Then she slipped from the room. She walked a circuitous path to the stairs, peering through shelves as two librarians and a pair of uniformed paramedics sped past. When they were gone she moved stealthily up the stairs.
The uncracked storm pressed its nose to every window, slippery dark and static-charged. But the tempest had gone out of her. Death was the only thing she’d ever seen that was big enough, hungry enough, to swallow all her anxieties and leave her quiet.
Up in her nook Marion read the chapter the dead scholar had been reading. It was a thumbnail history of the library’s first inhabitant—John Howlett, an eccentric munitions heir who built a dizzying chimera of a house, then died at thirty—and the female servant to whom he’d left everything. Her stint as mistress of the house was brief and ended with her murder, likely by the rich man’s nephew, who inherited once she was gone.
It was probable, the book conceded, that she deserved it: it was generally believed she’d killed her master and altered his will. His former servants claimed they were lovers, or, more shockingly, an occultist and his apprentice. The full truth, claimed the historian, was stranger: Howlett was the apprentice, she a fugitive occultist who’d fled the death penalty in Baltimore and worked from an infamous spell book bound in skin.
If that profane book ever existed—unlikely, per the historian—it would have been burned long ago. But some believed the occultist had hidden it in the house. Servants, other historians, guests of Howlett House, all had searched for it without luck.

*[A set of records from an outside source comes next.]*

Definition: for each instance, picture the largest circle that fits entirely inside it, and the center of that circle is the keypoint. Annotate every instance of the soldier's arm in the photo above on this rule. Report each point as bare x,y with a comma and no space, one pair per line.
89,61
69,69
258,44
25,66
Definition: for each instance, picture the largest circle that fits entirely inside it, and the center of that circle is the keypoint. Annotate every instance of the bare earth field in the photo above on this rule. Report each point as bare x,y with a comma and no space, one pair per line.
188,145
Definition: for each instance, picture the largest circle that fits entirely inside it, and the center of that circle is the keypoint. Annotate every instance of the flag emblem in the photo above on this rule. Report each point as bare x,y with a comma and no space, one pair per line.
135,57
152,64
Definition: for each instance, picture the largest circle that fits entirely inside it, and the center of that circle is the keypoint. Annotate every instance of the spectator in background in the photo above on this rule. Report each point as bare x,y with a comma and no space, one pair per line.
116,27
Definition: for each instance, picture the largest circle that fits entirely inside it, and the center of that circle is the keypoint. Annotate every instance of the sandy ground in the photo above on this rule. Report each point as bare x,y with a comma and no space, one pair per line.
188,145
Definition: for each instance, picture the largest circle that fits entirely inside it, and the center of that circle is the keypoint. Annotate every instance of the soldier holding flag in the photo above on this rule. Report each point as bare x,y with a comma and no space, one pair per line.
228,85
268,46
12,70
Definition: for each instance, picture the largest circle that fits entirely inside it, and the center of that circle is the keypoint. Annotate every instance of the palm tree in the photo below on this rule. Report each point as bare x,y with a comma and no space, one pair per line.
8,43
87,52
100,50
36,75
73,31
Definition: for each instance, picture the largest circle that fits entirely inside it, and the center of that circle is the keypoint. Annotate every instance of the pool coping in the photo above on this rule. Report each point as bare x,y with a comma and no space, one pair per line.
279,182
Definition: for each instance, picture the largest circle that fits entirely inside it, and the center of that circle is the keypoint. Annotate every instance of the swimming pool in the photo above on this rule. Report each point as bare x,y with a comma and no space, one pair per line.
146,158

Marion read in a state of rising fever. The sounds of voices below, heavy footsteps, the crackle of police radios, none of it reached her. When she was done she turned to the older book, pressing her fingers into its mottled cover. Vision speckling, lips bitten red and white, she opened it.
Outside the windows, the rain began.
She’d walked into the library a lonesome girl fleeing a storm. She walked out with the seeds of her new, true self planted, and an occultist’s skin-bound book tucked into her pack.
Marion clung jealously to its promise of a different kind of life. The thrift-store clothes and the musical taste and the hand-punched piercings running up her ears were expressions of who she’d become, between that day and this one, but they were more than that: they were a lure, baited and cocked. Because what fun was magic if you were alone?
Three years later she walked into her first shift at the fish shop, a job she took in secret to save up for the noncollegiate life her parents would never approve. And she knew as soon as she saw Dana. Just looking at her, she knew she was no longer alone.
* * *
“You found a dead body,” said Fee.
“Professor of occult studies,” Marion replied primly. “Aneurysm.”
“You’re a witch,” I said.
“An occultist. Practitioner. There are lots of names for it. I want to be. I will be.” Her face was vivid. You could almost see the coal of her hungry heart.
“Show us,” I told her.
“Show you the book? Or show you magic?”
“Just … all of it. Fucking all of it.”
“Yeah,” Fee said, grinning now. “Let us in.”
CHAPTER TWELVE
The suburbs
Right now
It was nighttime now, and I was laying out the pieces.
A buried jar, a closet safe. Migraines and dead rabbits and the fate of Hattie Carter. And this: So she was one of Sharon’s girls. I’d googled ’Twixt and ’Tween, of course, and sharon twixt and tween, but there were some things even the internet doesn’t know.
There was a word I kept thinking, kept prodding at like a seed caught in my teeth. A word for what it might mean when you do something—something that might involve a jar of blood, let’s say—with the expectation that, somewhere else in the world, you’ve made something happen.
Hank’s derisive words came back to me. That’s the kind of thing a New Age white lady does under a full moon.
Okay, yes. But what if—for argument’s sake—what if, in my mother’s case, the moon listened?
It was ridiculous. If I believed that, I was as bad as the Small Shop’s most codependent customers, those questing souls who poured money into herbs and crystals and my aunt’s remedies, like shiny objects could stave off the dark.
Except: I pressed my lips together to feel the place where my skin had closed. I’d used Aunt Fee’s salve once and wiped it right off. Still I’d healed up like Wolverine. Even arnica can’t do that. Which meant, if this was real, it was both of them.